As part of my work for the Moshe Kraus Project, I have been researching the Holocaust in Hungary and have come to appreciate more and more my late Mother’s saying that “anyone who survived the Shoah is a miracle!”
1. Budapest ’44: Rescue and Resistance, 1944-1945 by Moshe Holczler
“The young Slovakian businessman planned to join his wife in London, but the Nazis marched into Austria, and life would never be the same. Mandated by his illustrious father to remain in Europe to help his people, R’ Shmuel Binyomin (Wolf) Frey embarked on a saga of rescue and relief that had reverberations beyond his wildest dreams. Who was the mysterious Raoul Wallenberg, and how did R’ Wolf come to work with him? Why did the Hungarian Minister of Defense have such a startling change of heart? Did the gypsies have any redeemable qualities? Would his fellow Jews turn him over to the Germans? Where was the safest place for a street child to be at night? What were those Nazis doing in that building across the street? A house made entirely of glass? How long could they fool the communists? Were those nuns to be trusted…? Let us follow R’ Wolf to Hungary, and marvel at the incredible Hashgacha Pratis – Divine Providence – that followed him from one threatening situation yo another. With unshakeable faith, remarkable foresight and bravery and against impossible odds, he resisted evil incarnate. He never thought of himself as a hero, but his courage and ingenuity will remain with you forever.” (from the blurb of Budapest 44)

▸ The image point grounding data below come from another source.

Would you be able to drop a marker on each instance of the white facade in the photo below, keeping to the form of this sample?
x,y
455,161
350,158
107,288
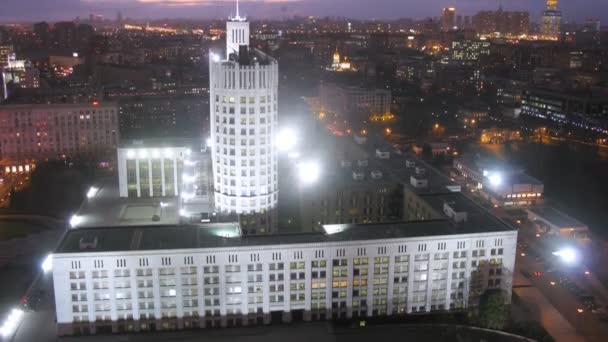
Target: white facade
x,y
243,101
225,286
150,171
55,130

Budapest ’44 gives a vast panorama of all of the rescue efforts organized within Budapest during the Nazi invasion of Hungary in 1944, including the actions of Wallenberg and countless Jewish and non-Jewish undercover volunteers. It is a remarkable story that few people are aware of. Much of the detail is astounding, and it is a first-person account by Moshe Holczler, who is not just the narrator but also a participant. It was fantastic and a must-read to understand what happened in Budapest in 1944.

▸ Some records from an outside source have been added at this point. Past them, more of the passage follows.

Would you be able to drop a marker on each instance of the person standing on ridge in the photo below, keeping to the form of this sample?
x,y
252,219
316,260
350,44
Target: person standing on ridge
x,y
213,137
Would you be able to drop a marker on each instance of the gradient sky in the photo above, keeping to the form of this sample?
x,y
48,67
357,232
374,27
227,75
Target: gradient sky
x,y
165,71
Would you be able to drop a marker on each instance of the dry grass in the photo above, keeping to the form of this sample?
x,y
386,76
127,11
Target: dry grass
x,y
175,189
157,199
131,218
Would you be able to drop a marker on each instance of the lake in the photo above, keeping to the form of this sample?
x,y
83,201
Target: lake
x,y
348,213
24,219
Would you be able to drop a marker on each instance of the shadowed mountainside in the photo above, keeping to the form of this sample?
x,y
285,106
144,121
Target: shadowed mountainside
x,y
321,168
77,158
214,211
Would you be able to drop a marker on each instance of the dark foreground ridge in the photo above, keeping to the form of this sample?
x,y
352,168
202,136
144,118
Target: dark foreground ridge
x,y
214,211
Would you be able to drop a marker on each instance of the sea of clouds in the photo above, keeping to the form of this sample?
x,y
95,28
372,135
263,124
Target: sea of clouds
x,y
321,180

2. Deadly Carousel: A Singer’s Story of the Second World War
A memoir about Vali Racz, the Hungarian Marlene Dietrich, who during WWII harboured a Jewish family, a Hungarian fascist escapee, and Russian military brass in her spacious home in Pest, as told to her daughter, Monica Porter. It’s also an excellent recounting of social and political events in Hungary for Jews and gentiles from before the war up to the Hungarian revolution in 1956.

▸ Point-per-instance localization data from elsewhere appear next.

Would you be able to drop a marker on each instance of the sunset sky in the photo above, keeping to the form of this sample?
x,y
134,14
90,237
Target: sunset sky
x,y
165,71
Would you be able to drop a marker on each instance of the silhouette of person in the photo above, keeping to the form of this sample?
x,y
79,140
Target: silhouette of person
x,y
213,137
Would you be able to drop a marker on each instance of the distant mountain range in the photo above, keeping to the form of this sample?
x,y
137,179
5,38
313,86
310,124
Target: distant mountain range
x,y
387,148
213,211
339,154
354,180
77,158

3. Hasidic Tales of the Holocaust edited by Yaffa Eliach
Eighty-nine original testimonies of first-person accounts by Orthodox Jews, as they attempt to flee, are sometimes entrapped, and sometimes miraculously saved, all over Europe.
4. Miracle in the Ashes by Maurice Lowinger
Miracle in the Ashes is a first-person memoir by Maurice Lowinger, a Hungarian-born Jew from Mezotur in central Hungary. It is about Lowinger’s valiant efforts to support his family and the Budapest Jewish community. Towards the end of the war, and through Budapest’s siege, he took over his father-in-law’s position on the committee whose mission was to feed the impoverished remnants of Hungarian Jewry via the soup kitchen daily at the Dohany Synagogue/ghetto in Budapest. He, along with the committee, managed to keep it up until the end of the war – the arrival of the Russian army in 1945.
5. Surviving the Hell of Auschwitz and Dachau: A Teenage Struggle Toward Freedom from Hatred, by Leslie Schwartz
Leslie Schwartz’s memoir of survival as an under-age, under-size, 12-year-old. Schwartz tells of the individuals who came out of the blue to help him, sometimes with a single glass of milk or a sandwich. He recounts how he tracked them down after the war, one by one, to thank them. He continues to speak about his experiences in Germany and the rest of the world.